A public hearing on the rezoning application is slated for Aug. 23 at 1 p.m. in town council chambers.
The land in question is located at 4250 47th Avenue. Leona MacDougall lives across the railway tracks from it, at 4106 50th Ave.
“The applicant was previously approved for automotive repair and service use, but it was confirmed that the applicant would bring in and dismantle vehicles, which would be considered a salvage yard operation, which is not a use under the industrial business district (IB) designation,” a report to council earlier this year said.
A fence has been constructed and black material stretched along it to obscure the vehicles from view. That’s not enough in MacDougall’s opinion.
“I’m very unhappy about a junkyard in my town,” she said during an interview, adding that in other communities such operations are sited well away from residences.
“It’s across from me, so even though he said that he will make sure that vehicles aren’t above the fence line -- if you’re walking by, maybe they’re not above the fence line -- but from my view, from my house, I can see rows of vehicles above the fence line.”
She's also concerned about the environmental impact of the business. MacDougall said fires have already occurred and fire trucks have had to come and put them out.
In an email, Fire Chief Justin Andrew said to his knowledge, the Olds Fire Department has only been called out to that location for one fire "in recent months," but noted his records management program was down at the time of correspondence.
MacDougall says she objects not only to the fact that the business is a vehicle salvage yard but also to the fact that it’s been operating that way for many months.
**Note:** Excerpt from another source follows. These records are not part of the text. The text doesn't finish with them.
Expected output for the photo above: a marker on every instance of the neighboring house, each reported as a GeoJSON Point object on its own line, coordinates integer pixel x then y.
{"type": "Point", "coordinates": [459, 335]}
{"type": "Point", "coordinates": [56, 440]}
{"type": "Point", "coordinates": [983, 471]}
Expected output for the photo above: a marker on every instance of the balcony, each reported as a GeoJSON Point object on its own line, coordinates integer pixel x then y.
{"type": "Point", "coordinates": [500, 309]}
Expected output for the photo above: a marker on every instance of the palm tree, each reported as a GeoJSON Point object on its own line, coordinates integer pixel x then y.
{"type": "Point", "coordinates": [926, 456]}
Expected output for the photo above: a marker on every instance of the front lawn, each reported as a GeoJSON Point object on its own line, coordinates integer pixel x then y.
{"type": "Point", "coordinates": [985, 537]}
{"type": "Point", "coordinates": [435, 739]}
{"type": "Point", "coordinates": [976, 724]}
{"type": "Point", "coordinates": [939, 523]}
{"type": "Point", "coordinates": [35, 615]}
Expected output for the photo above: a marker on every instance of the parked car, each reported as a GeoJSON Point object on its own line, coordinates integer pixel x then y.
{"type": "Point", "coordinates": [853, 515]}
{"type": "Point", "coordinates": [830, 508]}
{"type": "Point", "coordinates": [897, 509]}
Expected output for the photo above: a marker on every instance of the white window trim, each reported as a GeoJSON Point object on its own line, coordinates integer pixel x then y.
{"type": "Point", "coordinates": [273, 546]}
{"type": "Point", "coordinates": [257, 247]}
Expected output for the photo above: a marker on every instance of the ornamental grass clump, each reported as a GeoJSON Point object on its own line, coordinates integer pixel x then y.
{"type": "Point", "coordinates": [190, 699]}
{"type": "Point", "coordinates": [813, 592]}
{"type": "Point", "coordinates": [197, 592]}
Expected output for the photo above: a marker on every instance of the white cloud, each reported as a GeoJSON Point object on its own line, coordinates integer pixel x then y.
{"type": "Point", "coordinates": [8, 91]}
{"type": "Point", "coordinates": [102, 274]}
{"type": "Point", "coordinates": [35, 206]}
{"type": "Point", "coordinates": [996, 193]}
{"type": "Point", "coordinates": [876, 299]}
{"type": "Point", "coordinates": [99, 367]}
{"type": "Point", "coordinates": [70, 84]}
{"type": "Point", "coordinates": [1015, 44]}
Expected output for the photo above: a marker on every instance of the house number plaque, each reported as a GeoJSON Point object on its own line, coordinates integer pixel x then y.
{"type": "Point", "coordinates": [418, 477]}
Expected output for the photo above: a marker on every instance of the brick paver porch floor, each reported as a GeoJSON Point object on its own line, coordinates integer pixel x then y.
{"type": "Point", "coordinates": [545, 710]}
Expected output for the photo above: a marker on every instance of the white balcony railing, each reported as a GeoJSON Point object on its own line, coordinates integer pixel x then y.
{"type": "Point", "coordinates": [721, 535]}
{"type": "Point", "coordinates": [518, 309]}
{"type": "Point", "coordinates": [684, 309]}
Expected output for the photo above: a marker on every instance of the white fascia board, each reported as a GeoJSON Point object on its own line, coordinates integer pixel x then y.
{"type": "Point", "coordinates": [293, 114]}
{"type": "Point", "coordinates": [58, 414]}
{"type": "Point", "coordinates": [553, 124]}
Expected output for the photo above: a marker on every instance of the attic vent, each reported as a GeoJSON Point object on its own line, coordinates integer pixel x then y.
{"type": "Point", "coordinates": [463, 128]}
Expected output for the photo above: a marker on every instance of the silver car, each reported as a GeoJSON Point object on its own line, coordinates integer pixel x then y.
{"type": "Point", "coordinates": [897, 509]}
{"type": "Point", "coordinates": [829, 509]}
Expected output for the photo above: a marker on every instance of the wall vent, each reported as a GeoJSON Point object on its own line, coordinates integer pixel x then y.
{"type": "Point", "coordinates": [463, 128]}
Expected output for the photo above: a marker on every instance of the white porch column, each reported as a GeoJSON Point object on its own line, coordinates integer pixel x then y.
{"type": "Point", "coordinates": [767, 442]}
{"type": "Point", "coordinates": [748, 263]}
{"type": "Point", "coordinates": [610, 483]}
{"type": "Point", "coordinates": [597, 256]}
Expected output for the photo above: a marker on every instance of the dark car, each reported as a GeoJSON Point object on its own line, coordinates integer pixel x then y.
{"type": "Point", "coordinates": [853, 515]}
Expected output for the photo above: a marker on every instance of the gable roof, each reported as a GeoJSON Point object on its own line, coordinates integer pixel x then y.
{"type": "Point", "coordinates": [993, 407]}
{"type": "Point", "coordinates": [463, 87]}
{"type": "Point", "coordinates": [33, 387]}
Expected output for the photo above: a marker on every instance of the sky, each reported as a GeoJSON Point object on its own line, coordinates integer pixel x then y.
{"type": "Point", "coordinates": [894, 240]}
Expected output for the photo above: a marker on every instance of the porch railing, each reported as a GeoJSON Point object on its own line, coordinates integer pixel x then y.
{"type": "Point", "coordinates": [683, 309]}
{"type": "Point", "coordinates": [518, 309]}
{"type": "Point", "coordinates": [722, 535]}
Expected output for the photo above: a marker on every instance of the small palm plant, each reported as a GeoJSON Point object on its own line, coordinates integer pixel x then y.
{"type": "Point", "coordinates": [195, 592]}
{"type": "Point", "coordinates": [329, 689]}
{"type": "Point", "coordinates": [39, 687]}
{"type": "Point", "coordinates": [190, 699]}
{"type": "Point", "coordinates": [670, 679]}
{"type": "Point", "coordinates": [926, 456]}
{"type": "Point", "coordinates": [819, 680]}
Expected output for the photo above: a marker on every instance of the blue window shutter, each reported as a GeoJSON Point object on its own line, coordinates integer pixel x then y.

She fears the rezoning application will be approved because she thinks council will be disinclined to impede an existing business.
“This fellow has put in a lot of investment, so it’ll be approved, because he’s going to say that the amount of investment he has – he should never have been allowed to put any of it there in the first place,” she said.
MacDougall said she registered her concerns with a town employee.
"I said, ‘I have a shop. I have a Quonset shop on my property. So you know what? I’ve decided to clean everything out and I’m going to put a bar in there. And then maybe after I think business is doing well, I’ll apply for an application to have one.
"Is that the way things work with this town? You can do what you want and then apply?
“And then because I’ve done all this investment as far as putting everything (for) this bar together, like, do you think they're going to approve me because I’ve got all this investment in it? He didn’t know how to answer (that).”
MacDougall said she plans to attend the public hearing and hopes others will do the same.
The Albertan contacted town officials for their response to MacDougall’s concerns.
In an email, acting operations director Doug Wagstaff said the town became aware that the business was not only serving as a parts store but was accepting vehicles for dismantling and recycling.
“The town worked with the owner and tenant to address what would need to occur to become compliant," Wagstaff wrote in part.
“The town believes the business did attempt to do their due diligence regarding whether this operation would be allowed in this location.
“Instead of completely shutting down the business for the duration of a lengthy land use amendment process, an agreement was made that the business could operate to a limited degree during this process.
“The number of vehicles allowed on site was capped at what was current when the salvage yard activity was discovered by the town.
“No new inventory may be brought in until other vehicles are taken away from the site, and all dismantling of vehicles must take place within the building and not in the yard.
“If the land use amendment does not pass, or if a change of use to a salvage yard is not approved, the business will not be permitted to continue operating at this location.”
The Albertan attempted to contact the business for comment but was informed by the town that the applicant is not the business, but the property owner.
“As the property owner has not been identified in any of our communications/advertising thus far, FOIP (the Freedom of Information and Protection of Privacy Act) prevents us from releasing that info prior to the hearing,” a town official wrote in an email.